Never one to let cultural sensitivities or personal ignorance get in the way of a good conversation, and having met the odd Israeli in my backpacking travels [*], I threw myself at this with a level of gusto that some of the more boring people in society might have labelled “ill advised.” Luckily enough for me, I managed an answer that somehow managed to avoid me swallowing my foot or somebody’s fist. Here it is:
Firstly, the vast majority of Israeli backpackers are doing their travels just after finishing their (mandatory) stint in the military and no matter what your views on Middle East politics, that is a tough job. I cannot think of another force where the chances are as high that people will actively try to kill you or that you will be required to actively try to kill other people. You’re going to see death, and not just of an accidental nature. These guys are coming out with a genuine nugget of pain that they need to deal with. I’m only guessing, but I reakon that backpacking for an Israeli is the ultimate combination of soul searching and letting off some steam. They probably want to spend a month or two (or six, or twelve) pretending that the entire Middle East doesn’t exist, or at least doesn’t exist for them.

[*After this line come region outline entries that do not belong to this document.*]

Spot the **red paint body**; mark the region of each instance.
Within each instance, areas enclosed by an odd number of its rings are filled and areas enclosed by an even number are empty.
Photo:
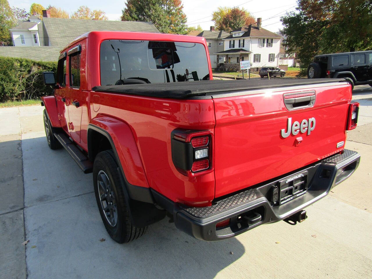
[[[202,37],[95,32],[78,38],[61,52],[81,45],[81,84],[79,89],[68,84],[56,89],[56,105],[55,102],[51,105],[52,96],[42,98],[52,126],[62,127],[87,152],[88,124],[107,131],[131,184],[150,187],[174,202],[205,206],[215,198],[302,167],[343,149],[336,148],[336,145],[346,140],[351,98],[350,86],[346,83],[312,87],[316,94],[314,106],[292,111],[285,106],[283,94],[303,91],[301,88],[204,100],[167,99],[92,91],[101,85],[101,43],[119,39],[202,44],[211,79],[212,73]],[[67,56],[68,65],[68,62]],[[67,71],[68,76],[68,67]],[[76,101],[80,104],[78,108],[71,105]],[[286,128],[288,117],[300,122],[315,117],[316,127],[309,135],[299,133],[282,138],[280,130]],[[192,176],[176,169],[171,150],[171,134],[176,128],[210,131],[213,135],[213,171]],[[299,137],[302,141],[295,146],[295,140]]]

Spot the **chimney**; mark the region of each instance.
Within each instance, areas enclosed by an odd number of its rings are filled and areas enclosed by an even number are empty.
[[[48,10],[43,10],[43,17],[50,17],[50,12]]]

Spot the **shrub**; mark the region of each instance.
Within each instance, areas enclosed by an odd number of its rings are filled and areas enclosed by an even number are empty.
[[[53,89],[45,86],[42,73],[57,73],[57,62],[0,57],[0,102],[39,98],[50,95]]]

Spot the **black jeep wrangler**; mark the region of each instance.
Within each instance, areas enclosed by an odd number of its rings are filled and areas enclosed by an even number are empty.
[[[372,87],[372,50],[317,55],[307,69],[309,78],[343,77],[350,84]]]

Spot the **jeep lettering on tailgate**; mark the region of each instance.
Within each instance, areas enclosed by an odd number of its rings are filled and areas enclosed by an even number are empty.
[[[308,120],[304,119],[301,121],[301,124],[298,121],[295,121],[293,125],[291,125],[292,122],[292,118],[289,117],[287,121],[287,131],[285,132],[285,129],[282,129],[280,130],[280,135],[282,137],[285,138],[291,134],[295,136],[299,132],[302,133],[305,133],[307,131],[307,134],[310,135],[310,132],[315,129],[315,118],[312,117],[309,118]]]

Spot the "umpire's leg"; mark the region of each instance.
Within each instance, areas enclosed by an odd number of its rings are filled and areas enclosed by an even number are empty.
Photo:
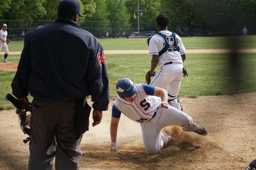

Secondly, you’ve got the fact that everyone else on the backpacking circuit is curious and debate-prone. Part of the reason for going backpacking is to meet and talk to people from other places, so they keep asking about it. It makes sense. If you meet an Israeli, you want to know what they think about the Palestinians, about the Syrians, about the Iranians, about The Wall, about the settlements, about, about, about … But that’s the last thing the Israeli backpacker wants. They’re happy – eager, even – to talk about anything outside of the Middle East, but nobody will let them. Everyone keeps poking, not realising that they’re pushing and pulling at an emotional scab. Nobody’s doing it to be an arsehole, but that doesn’t matter because even the friendly questions grate. So the Israelis close off, become insular. They only travel with other Israelis. They become defensive and arrogant, while the other backpackers, who just see them acting like jerks, resent them for it.
[*] The first person to mention “sample size” gets a clip ’round the ear.